Homily August 4th, 2023 

Friday of the Seventeenth Week of Ordinary Time – Mt 13:54-58

Today’s Gospel presents us with questions about faith, and how we respond to what it is that God does in our lives. Matthew tells us that when Jesus returns to his native place, those who heard Him in the synagogue were astonished. Even more, they knew of His miracles and the great deeds He had done: “Where did this man get such wisdom and mighty deeds?” they say. However, that astonishment soon wears off, and, strangely, turns into malice. “They took offense at him,” Matthew writes: “they took offense at him”; the Greek word literally means “to be scandalized at,” and this scandal comes from right after references to Jesus’ humanity: the names of His Mother, and His relatives. These people in Christ’s hometown can’t see beyond the merely external, what appears to our eyes. Rather than look with the eyes of faith, they only see appearances. Yet, as C. S. Lewis wrote so beautifully, “[God] is the great Iconoclast,” because He constantly destroys the images we make of Him, the ways we think He should work. 

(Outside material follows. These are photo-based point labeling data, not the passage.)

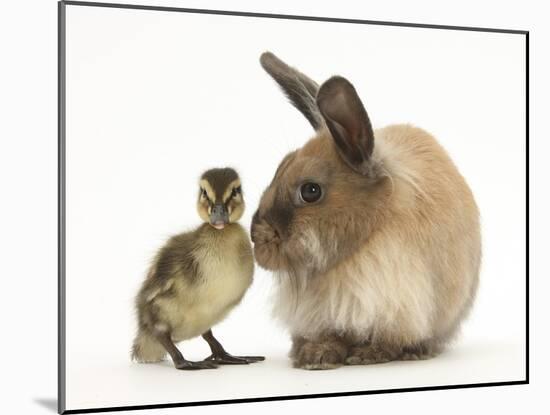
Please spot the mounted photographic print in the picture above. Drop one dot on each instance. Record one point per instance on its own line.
(258, 207)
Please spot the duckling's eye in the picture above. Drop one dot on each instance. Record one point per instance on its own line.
(235, 191)
(310, 192)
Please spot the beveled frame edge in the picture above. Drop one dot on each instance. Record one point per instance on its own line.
(61, 205)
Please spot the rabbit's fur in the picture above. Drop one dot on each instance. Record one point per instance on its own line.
(385, 265)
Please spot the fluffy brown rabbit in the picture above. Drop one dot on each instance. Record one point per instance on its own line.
(373, 235)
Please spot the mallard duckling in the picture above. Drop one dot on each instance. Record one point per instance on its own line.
(197, 278)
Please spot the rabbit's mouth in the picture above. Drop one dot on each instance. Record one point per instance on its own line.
(267, 246)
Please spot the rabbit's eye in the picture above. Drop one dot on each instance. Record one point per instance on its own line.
(310, 192)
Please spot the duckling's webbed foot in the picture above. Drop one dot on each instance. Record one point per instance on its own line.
(188, 365)
(221, 357)
(179, 361)
(227, 359)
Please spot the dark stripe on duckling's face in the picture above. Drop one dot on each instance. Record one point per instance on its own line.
(219, 180)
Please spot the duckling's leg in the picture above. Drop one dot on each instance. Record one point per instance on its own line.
(177, 357)
(220, 356)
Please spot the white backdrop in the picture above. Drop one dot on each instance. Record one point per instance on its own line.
(155, 98)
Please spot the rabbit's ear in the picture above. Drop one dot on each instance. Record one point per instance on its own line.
(347, 121)
(299, 89)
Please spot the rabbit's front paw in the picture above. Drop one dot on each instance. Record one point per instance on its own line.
(323, 355)
(369, 354)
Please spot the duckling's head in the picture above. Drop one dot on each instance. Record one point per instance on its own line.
(220, 197)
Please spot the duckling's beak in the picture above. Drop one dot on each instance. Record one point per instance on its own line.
(219, 217)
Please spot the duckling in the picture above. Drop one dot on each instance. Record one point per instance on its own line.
(197, 278)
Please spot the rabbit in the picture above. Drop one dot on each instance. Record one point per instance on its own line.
(373, 236)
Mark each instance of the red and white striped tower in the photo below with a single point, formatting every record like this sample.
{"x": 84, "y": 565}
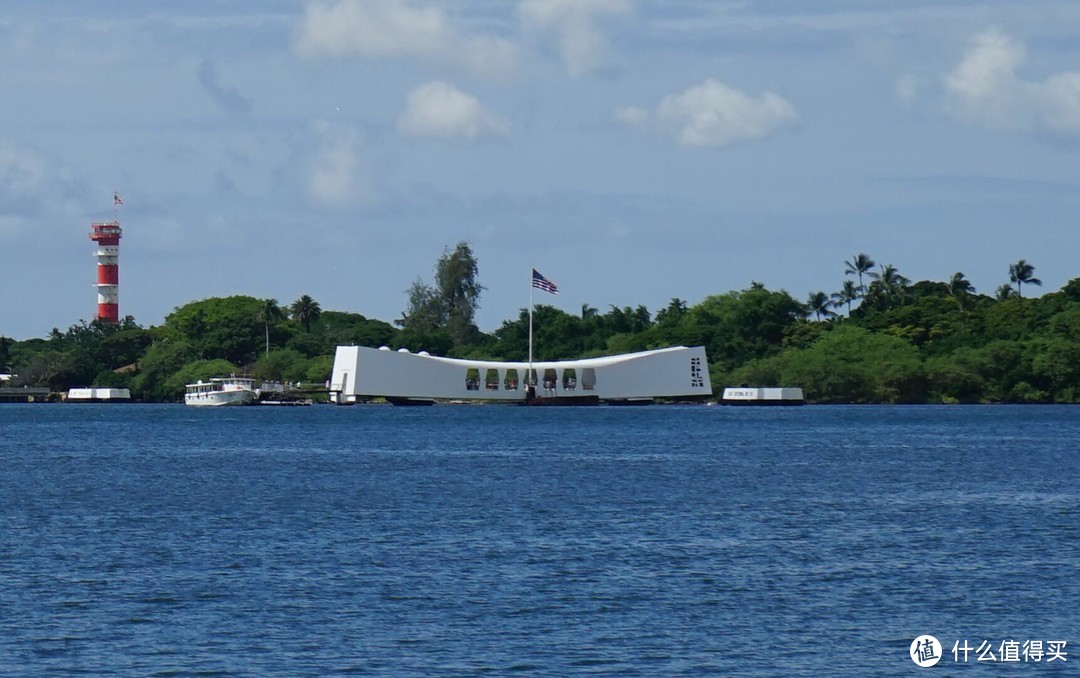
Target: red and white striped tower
{"x": 107, "y": 235}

Matthew ends by telling us that Jesus “did not work many mighty deeds there because of their lack of faith,” and to this Mark adds that the only things He did was cure a few sick people. Curing a sick person is pretty mighty, and it makes us wonder what awesome and incredible things Jesus would have done there if the people had had faith. After all, these were His people, His relatives and friends. He probably would’ve done great things, if only they had had faith. This brings us to our day and to our choice: what do we do? Do we really believe in Jesus Christ? Do we believe that in our weakness, our seeming powerlessness in the face of difficulties, God’s power is made perfect? Or do we, like the people in Jesus’ native place, get caught up on only what is visible? Do we refuse to join with Christ all the way, and hesitate at what He asks?

Today, let us ask for the grace, through the intercession of Mary, Mother of Faith, to truly live our faith, to trust in God despite the difficulties we encounter.